The Shape of Consumer Behavior: A Symbolic and Topological Analysis of Time Series
This work addresses the challenge of clustering noisy time-series data for real-time marketing and trend forecasting, offering practical guidance for consumer analytics, but it is incremental as it compares existing methods on a specific dataset.
This study tackled the problem of clustering high-dimensional, noisy Google Trends time-series data for consumer behavior analysis by evaluating three unsupervised methods: SAX, eSAX, and TDA. The result showed that TDA, using persistent homology, achieved more balanced and meaningful groupings compared to SAX and eSAX, which struggled with volatility and complexity.

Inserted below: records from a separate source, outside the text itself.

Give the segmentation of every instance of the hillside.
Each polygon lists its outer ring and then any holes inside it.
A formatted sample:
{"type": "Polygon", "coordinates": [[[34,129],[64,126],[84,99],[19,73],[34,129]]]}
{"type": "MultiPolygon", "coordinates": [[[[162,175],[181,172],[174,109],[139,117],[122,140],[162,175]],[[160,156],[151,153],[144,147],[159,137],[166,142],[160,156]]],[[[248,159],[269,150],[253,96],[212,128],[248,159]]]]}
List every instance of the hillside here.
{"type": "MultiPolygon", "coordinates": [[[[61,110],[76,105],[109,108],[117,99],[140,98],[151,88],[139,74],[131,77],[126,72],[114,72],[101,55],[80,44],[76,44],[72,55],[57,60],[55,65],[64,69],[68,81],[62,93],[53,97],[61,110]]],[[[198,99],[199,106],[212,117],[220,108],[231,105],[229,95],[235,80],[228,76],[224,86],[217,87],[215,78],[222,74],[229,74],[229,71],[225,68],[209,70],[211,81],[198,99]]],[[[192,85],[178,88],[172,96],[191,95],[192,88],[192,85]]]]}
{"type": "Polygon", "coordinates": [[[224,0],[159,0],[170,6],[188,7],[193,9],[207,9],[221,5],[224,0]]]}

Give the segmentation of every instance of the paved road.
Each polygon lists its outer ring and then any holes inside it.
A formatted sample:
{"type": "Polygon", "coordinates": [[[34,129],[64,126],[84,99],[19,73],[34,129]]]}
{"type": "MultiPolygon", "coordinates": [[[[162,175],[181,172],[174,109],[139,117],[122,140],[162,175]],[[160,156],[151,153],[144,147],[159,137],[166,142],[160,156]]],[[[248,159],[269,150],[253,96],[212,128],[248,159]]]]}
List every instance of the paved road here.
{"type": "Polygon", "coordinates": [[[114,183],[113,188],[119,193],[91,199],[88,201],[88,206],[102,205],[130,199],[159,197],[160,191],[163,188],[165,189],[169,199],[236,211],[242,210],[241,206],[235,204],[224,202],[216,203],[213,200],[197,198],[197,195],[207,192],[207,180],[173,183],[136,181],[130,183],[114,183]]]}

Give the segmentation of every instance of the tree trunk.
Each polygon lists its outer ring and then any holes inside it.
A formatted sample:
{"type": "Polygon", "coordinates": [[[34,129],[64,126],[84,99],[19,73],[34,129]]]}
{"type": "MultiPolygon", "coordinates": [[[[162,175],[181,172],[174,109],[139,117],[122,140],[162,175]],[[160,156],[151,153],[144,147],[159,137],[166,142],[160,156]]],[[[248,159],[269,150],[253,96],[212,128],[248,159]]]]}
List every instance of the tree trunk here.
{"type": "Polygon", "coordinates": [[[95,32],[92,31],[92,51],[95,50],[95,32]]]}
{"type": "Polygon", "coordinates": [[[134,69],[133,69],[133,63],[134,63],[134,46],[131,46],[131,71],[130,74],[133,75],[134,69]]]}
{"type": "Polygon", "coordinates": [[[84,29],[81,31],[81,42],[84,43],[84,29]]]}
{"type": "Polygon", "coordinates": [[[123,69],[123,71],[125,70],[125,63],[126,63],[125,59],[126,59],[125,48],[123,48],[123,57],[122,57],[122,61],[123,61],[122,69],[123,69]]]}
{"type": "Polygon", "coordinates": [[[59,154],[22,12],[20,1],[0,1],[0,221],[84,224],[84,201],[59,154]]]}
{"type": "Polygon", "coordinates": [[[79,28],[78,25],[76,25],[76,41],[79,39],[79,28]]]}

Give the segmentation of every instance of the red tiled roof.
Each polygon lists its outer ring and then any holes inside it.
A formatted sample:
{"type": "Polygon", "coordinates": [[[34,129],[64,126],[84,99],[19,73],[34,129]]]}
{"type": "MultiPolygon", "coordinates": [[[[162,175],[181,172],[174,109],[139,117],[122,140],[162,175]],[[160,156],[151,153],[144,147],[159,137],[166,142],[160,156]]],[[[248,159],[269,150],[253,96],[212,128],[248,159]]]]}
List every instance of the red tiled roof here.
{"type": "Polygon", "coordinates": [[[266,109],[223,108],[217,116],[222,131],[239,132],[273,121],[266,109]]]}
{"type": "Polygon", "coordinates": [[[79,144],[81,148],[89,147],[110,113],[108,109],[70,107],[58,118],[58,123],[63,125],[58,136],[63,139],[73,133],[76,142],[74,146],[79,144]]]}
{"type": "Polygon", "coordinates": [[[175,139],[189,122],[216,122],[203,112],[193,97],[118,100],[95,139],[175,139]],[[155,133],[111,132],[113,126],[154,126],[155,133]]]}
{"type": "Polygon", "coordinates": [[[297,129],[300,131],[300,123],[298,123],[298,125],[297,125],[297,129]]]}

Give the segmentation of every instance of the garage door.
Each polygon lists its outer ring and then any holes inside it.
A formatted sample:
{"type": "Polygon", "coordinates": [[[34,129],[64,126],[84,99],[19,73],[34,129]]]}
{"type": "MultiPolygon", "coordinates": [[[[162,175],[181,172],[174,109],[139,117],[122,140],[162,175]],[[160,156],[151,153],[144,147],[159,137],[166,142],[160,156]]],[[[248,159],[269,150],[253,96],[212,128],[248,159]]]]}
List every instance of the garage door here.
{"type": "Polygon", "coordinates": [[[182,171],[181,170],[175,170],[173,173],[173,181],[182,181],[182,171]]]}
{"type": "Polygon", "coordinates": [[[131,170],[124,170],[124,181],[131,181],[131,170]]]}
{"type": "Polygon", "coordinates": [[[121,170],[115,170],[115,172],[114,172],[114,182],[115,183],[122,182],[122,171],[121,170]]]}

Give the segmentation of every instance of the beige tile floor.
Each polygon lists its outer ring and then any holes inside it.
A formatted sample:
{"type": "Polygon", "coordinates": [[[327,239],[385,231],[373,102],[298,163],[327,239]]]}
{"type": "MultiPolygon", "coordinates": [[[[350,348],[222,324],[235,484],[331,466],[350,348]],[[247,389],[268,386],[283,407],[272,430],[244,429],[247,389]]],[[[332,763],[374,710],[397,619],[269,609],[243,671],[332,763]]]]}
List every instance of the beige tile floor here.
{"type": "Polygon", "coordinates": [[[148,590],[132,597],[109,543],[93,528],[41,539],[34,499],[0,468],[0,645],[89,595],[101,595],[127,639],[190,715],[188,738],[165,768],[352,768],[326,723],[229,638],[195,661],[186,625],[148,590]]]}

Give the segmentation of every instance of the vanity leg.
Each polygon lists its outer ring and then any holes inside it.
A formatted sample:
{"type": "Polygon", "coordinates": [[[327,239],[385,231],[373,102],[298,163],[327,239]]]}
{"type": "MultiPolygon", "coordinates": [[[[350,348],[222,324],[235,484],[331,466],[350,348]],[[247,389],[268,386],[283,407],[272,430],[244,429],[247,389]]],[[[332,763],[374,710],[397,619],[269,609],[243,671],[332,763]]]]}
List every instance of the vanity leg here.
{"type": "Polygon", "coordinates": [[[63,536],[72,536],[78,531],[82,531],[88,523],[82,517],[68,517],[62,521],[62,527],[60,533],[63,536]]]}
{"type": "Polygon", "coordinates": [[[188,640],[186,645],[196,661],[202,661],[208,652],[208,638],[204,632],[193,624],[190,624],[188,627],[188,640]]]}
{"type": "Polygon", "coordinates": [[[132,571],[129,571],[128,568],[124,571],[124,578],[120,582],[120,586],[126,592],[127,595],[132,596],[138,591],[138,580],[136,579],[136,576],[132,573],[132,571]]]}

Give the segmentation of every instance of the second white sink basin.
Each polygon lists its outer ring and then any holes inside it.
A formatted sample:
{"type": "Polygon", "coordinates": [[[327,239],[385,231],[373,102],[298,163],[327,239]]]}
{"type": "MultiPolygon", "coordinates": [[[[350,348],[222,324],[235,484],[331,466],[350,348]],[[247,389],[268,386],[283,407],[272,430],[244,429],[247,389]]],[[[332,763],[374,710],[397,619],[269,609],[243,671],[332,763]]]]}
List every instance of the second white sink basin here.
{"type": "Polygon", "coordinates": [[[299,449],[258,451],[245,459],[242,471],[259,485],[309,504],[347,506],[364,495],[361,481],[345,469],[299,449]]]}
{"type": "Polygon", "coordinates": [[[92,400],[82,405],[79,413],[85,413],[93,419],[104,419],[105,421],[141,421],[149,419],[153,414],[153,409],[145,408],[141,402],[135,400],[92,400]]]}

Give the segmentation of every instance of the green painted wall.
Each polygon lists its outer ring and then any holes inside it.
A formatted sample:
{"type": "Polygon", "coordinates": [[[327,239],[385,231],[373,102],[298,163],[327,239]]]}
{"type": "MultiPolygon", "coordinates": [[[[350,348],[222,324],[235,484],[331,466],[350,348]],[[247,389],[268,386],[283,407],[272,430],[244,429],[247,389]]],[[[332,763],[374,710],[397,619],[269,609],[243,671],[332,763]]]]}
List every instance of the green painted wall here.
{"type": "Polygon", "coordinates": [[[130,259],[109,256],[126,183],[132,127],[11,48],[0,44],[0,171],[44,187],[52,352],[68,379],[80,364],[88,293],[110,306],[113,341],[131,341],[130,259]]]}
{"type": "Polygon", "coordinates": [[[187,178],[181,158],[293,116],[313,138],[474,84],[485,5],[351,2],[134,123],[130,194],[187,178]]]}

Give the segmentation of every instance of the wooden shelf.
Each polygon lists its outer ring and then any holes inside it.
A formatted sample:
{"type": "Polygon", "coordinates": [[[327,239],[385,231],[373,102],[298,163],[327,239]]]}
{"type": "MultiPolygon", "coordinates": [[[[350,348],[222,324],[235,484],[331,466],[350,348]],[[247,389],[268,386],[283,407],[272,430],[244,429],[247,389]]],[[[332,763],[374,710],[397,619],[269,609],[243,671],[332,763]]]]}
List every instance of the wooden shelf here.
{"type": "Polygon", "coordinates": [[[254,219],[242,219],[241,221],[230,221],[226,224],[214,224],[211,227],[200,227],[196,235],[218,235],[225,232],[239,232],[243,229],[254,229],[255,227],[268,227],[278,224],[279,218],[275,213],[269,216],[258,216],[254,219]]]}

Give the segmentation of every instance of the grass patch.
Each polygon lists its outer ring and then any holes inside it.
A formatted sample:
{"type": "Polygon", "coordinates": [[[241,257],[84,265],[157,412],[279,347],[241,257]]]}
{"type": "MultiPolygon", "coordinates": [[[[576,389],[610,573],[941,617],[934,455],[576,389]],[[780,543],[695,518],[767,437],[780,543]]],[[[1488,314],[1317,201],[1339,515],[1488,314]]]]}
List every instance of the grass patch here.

Understanding temporal patterns in online search behavior is crucial for real-time marketing and trend forecasting. Google Trends offers a rich proxy for public interest, yet the high dimensionality and noise of its time-series data present challenges for effective clustering. This study evaluates three unsupervised clustering approaches, Symbolic Aggregate approXimation (SAX), enhanced SAX (eSAX), and Topological Data Analysis (TDA), applied to 20 Google Trends keywords representing major consumer categories. Our results show that while SAX and eSAX offer fast and interpretable clustering for stable time series, they struggle with volatility and complexity, often producing ambiguous ``catch-all'' clusters. TDA, by contrast, captures global structural features through persistent homology and achieves more balanced and meaningful groupings. We conclude with practical guidance for using symbolic and topological methods in consumer analytics and suggest that hybrid approaches combining both perspectives hold strong potential for future applications.